RedCard writes "Back in April of 1999, Wired magazine published an issue featuring a black-on-black cover with the title Lights Out. In it, they detailed what could've happened had the Y2K bug not fizzled. There's the cover story detailing the Y2K worries, a guide to the biggest blackouts of all time (before last week, that is), survival stories from New Zealand, and finally a look at the myth of order - how our power system is as chaotic as any complex software system. By the way, whatever happened to those backups put in place for Y2K that were supposed to prevent one grid from taking out a zillion others? Where'd my tax money go? Enjoy!" Dennis Kucinich has also written an informative piece about the energy utility that seems to have been responsible for the recent blackout.

4 of 310 comments (clear)

  1. Here's a real translation: by phoenix123 · · Score: 0, Troll

    Here's the clickable German link and here's the translation:

    The explanations for the blackout in the USA and Canada were rather incomplete: Lightning supposedly struck a powerplant at the Niagara falls. Following this, the electrical grid collapsed in numerous states.

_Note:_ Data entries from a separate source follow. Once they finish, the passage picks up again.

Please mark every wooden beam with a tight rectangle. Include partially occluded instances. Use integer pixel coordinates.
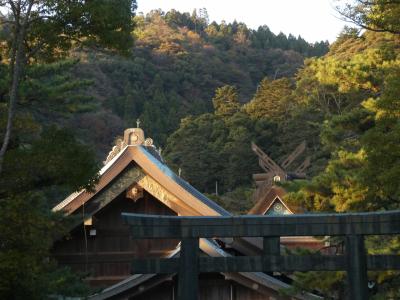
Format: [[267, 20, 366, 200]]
[[54, 250, 178, 264], [251, 142, 284, 175], [132, 255, 341, 273], [295, 156, 311, 174], [367, 254, 400, 269], [130, 255, 400, 274], [252, 173, 270, 181], [199, 255, 346, 272], [122, 211, 400, 238], [281, 141, 306, 170]]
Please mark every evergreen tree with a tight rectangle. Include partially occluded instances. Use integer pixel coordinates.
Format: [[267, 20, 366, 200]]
[[212, 85, 240, 118], [336, 0, 400, 34], [0, 0, 137, 173], [0, 127, 99, 299], [284, 20, 400, 298], [245, 77, 294, 121]]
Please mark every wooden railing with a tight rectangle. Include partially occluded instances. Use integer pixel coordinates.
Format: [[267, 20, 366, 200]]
[[122, 211, 400, 300]]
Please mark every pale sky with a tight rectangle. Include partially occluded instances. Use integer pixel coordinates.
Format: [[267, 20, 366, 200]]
[[136, 0, 348, 43]]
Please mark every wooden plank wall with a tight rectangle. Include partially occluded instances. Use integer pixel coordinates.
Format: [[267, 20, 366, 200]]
[[52, 191, 179, 287]]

    Nationwide, the connections of a powerplant to the power grid are controlled by a central Grid-Center, to prevent these failures. Normally, it ensures that single regions are quickly disconnected in case of emergency [short circuit, lightning strike etc.] so that the other powerplants can continue as normal. But this time, any protections failed. Resulting from this, the load on the other plants increased, so that they in turn were disconnected as well due to overload, leaving parts of the US without power. Why the measures to prevent a complete failure not worked is still unclear.

    Our investigations [Heinz Heise Verlag, publisher of security and IT-news] uncovered the following coincidence: The failed Niagara plant belongs to National Grid USA. This power company is mentioned as a reference customer by Northern Dynamics. This firm calls themselves the "Home of the OPC Experts" and offer a range of products that use OPC for communication with control- and measurement-systems.

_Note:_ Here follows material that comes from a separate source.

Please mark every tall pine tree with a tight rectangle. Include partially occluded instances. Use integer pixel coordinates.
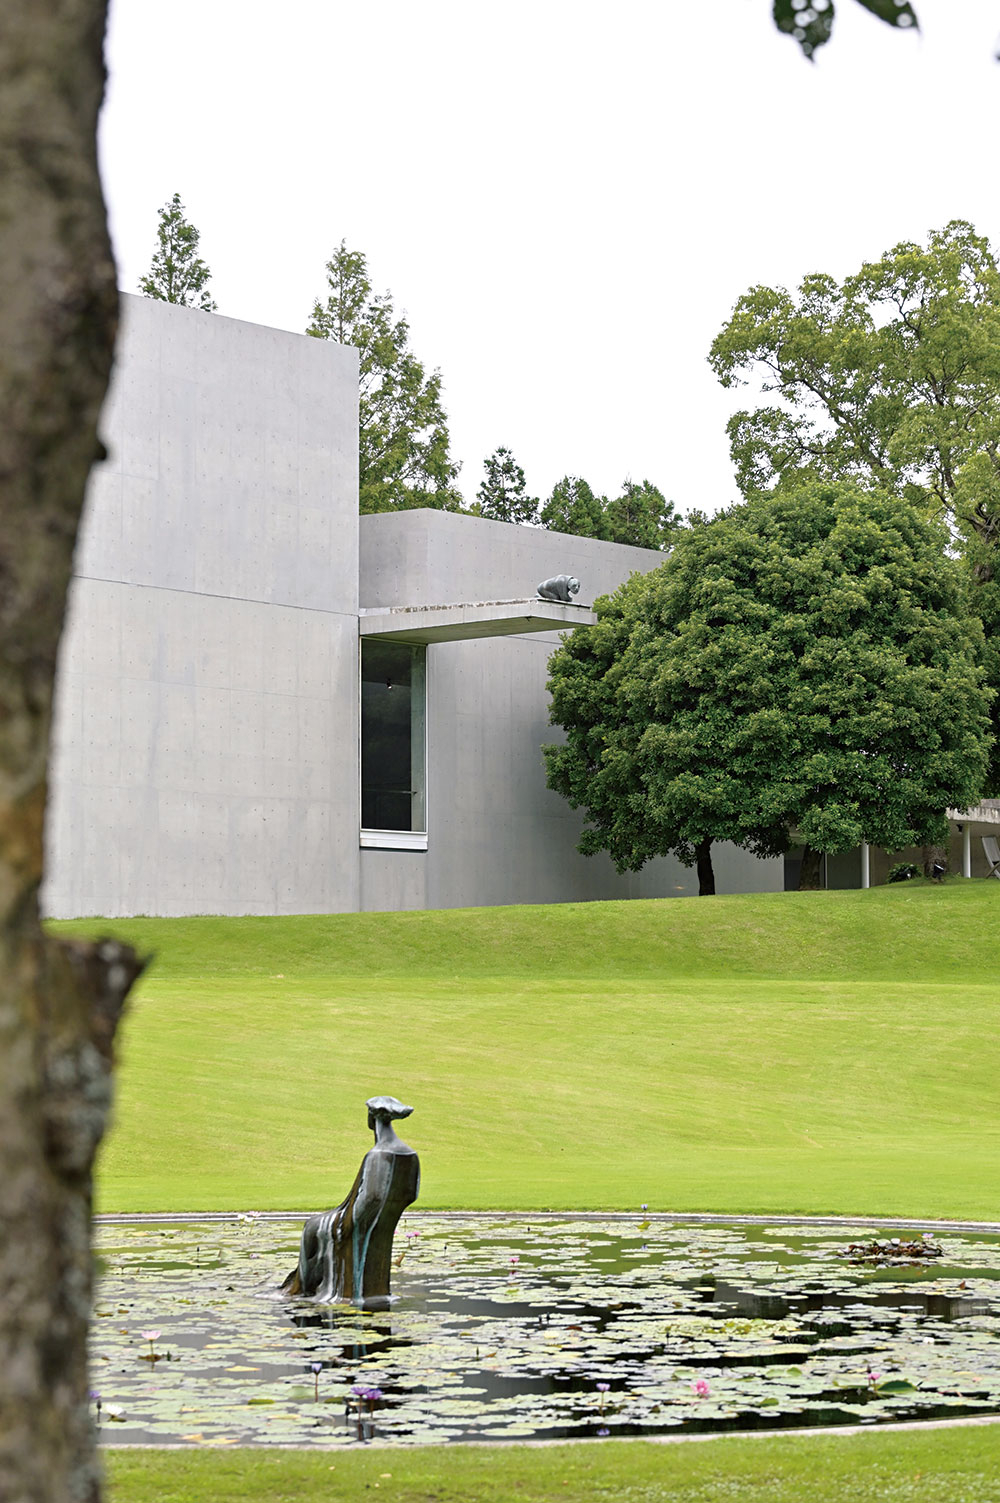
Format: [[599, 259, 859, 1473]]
[[604, 478, 680, 550], [477, 446, 538, 524], [540, 475, 607, 539], [139, 193, 216, 311], [308, 241, 462, 514]]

    OPC stands for "OLE for Process Control" and uses Microsoft's COM/DCOM-Model. This is exactly the technology with the security hole exploited by the W32.Blaster-worm. In a subnet with the worm active, (as enduser got to know at their desktop PCs rebooting regularly) the DCOM-interface fails on unpatched systems and therefore the OPC-system is unavailable, too.

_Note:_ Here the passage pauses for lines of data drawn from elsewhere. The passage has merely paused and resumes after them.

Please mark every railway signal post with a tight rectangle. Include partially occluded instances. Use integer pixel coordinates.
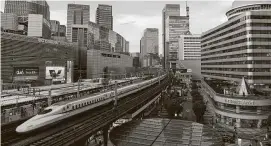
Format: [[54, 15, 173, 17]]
[[114, 81, 118, 107]]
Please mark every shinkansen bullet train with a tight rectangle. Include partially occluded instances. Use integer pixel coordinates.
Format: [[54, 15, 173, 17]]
[[16, 75, 166, 133]]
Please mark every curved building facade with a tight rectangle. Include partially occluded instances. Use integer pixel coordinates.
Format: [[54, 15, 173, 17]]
[[226, 0, 271, 20], [201, 0, 271, 130], [87, 21, 129, 53], [1, 32, 75, 86], [201, 79, 271, 129], [201, 0, 271, 87]]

    OPC is used for the coupling of so-called SCADA-systems (Supervisory Control and Data Acquisition), that are employed by power plants. Process data is exchanged between a data center and one or more telemetric sensors. [...]

    Because National Grid USA was unavailable for a statement, we can't help but ask the following questions:

    - What is the exact usage of OPC at National Grid USA?

    - Were there problems with OPC at the time of the blackout? If yes, do they are connected with the W32.Blaster-worm?

    Further references mentioned by the "OPCExperts" Northern Dynamics are among others General Electric, Siemens, ABB and the european center for nuclear research (CERN). All this requires investigations.

  2. Re:Hello by LookSharp · · Score: 0, Troll

    First of all, anyone who is using "Kucinich" and "clued-in" without a "NOT" in the middle deserves the proverbial grain-of-salt-treatment.

    Add to that that your gushing memo is anonymous, and we can only assume that you're one of the twelve people that Kucinich has sucked into his reality-distortion vortex, along with Willie Nelson.

  3. Re:Management issues, methinks... by banzai51 · · Score: 0, Troll

    OH, no! We CANNOT blame American management! Those MBAs can't possibly be WRONG! Hold someone, an actually human being, accountable?? But, but they're college educated!!!? I mean, they're MANAGEMENT. They have to know better than the technical people, right?

  4. Excuses by gidds · · Score: 0, Troll

    Is it worth pointing out that here in the UK we have something like 10 times the population density? We also have a strong environmental lobby and some activist organisation. Yet we somehow manage to get the land needed to keep our power grid reasonably solid.